Last week, the People for the Ethical Treatment for Animals sent a letter to Richmond County District Attorney Reece Saunders, asking him to investigate and possibly file charges against a Perdue Farms employee for reportedly leaving chickens still alive on the floor after their necks had been snapped and tossing live birds in the scald tank.
(Note: The USDA report lists the facility as Perdue Foods, LLC.)
In the letter to Saunders, PETA Vice President of Evidence Analysis Daniel Paden cites a recently released report from the USDA’s Food Safety Inspection Service, which also includes site visits to other poultry companies like Mountaire Farms and House of Raeford.
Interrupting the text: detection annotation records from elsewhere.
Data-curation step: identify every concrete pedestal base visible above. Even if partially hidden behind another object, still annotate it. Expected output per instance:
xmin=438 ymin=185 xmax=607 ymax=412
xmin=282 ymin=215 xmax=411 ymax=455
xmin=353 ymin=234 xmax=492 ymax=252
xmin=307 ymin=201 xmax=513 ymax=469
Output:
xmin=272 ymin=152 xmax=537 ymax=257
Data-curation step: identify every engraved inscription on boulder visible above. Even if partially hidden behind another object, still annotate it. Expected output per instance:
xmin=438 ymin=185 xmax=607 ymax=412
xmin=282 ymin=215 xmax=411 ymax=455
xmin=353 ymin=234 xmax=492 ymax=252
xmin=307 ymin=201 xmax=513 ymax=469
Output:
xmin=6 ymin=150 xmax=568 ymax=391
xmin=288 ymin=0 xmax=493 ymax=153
The inspector noted that on June 2, a Perdue employee “twisted the neck” of a chicken “repeatedly” without it dying.
The inspector continued:
“When he placed it on the floor, it is alive for more than 3 minutes. He picked up another bird and did it again in the same way and when he placed it on the floor the bird still alive for more than 4 minutes. The bird was kicking, breathing and eyes are blinking. He did this action 3 consecutive times and it was unsuccessful to quickly dislocate the muscle in the neck area without suffering. After observing these actions, I immediately stop the team members from continuously doing it. Twisting a bird’s neck to make it unconscious immediately is not a proper process which causing birds to suffer before its death which result of repeatedly mistreated by the establishment personnel.”
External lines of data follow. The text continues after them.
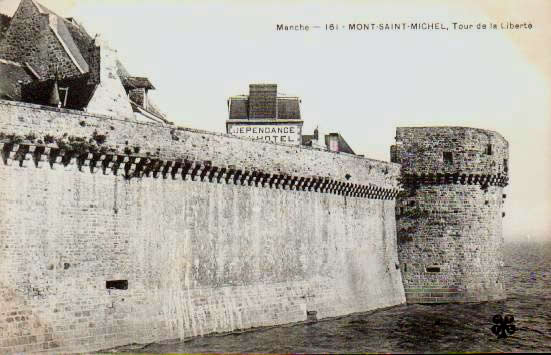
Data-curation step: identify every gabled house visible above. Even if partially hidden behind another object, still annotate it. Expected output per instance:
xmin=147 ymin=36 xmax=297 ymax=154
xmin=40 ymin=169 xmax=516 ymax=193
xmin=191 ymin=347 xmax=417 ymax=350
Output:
xmin=0 ymin=0 xmax=169 ymax=123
A few days later, on June 6, the inspector reported seeing a live bird in the scald tank “with its neck bent, eyes wide open and appeared aware of its surroundings.”
The inspector added:
“This red bird displayed a cherry red appearance of the entire carcass, no cut on the neck, and a swollen/engorged head which was cherry red/purple in color. Agency regulation requires that poultry be handled in a manner that is consistent with Good Commercial Practice (GCP), and that they do not die from causes other than slaughter. It is the establishment’s responsibility to ensure that the birds are slaughtered in accordance with 9 CFR 381.65 (b). Poultry must be slaughtered in accordance with good commercial practices in a manner that will result in thorough bleeding of the carcass and ensure that breathing has stopped prior to scalding.”
The report also shows that at least five live birds “entered the scald tank” between 8:17 and 8:33 p.m. on May 11.
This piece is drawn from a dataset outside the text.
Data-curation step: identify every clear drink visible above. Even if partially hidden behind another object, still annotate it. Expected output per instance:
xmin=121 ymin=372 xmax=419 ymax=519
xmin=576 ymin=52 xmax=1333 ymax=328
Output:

“These disturbing reports paint a picture of indifference to animals’ suffering, with chickens strangled and left to die in agony and others drowned or burned to death,” Paden said in a statement. “PETA is calling on District Attorney Saunders to step in and prevent more illegal suffering by investigating and bringing appropriate charges — and reminds everyone that the only humane meal is a vegan one.”
Saunders said that his office doesn’t investigate. However, he said that he did refer the matter to the Rockingham Police Department Friday morning.
Diana Souder, director of Corporate Communications and Brand PR for Perdue Farms, said the company takes any reports of violations seriously.
“As the industry leader in animal welfare, the care for our animals extends from before they are born, through the time they are harvested at our facilities to become safe products for human consumption,” Souder said in a statement. “We take all reports of animal mishandling very seriously, including the USDA Inspector’s observations of this incident. We are conducting additional training for our associates who handle and process live animals. Our most recent third-party audit occurred on September 27, for which we received a score of 100% compliance.”
According to PETA spokeswoman Nicole Meyer, “PETA has contacted local law enforcement agencies on approximately 200 occasions to share details of cruelty to farmed animals at slaughterhouses, as documented by the USDA,” within the past seven years.
However, Meyer added, this is the first time the organization has called for an investigation regarding the Rockingham Perdue plant.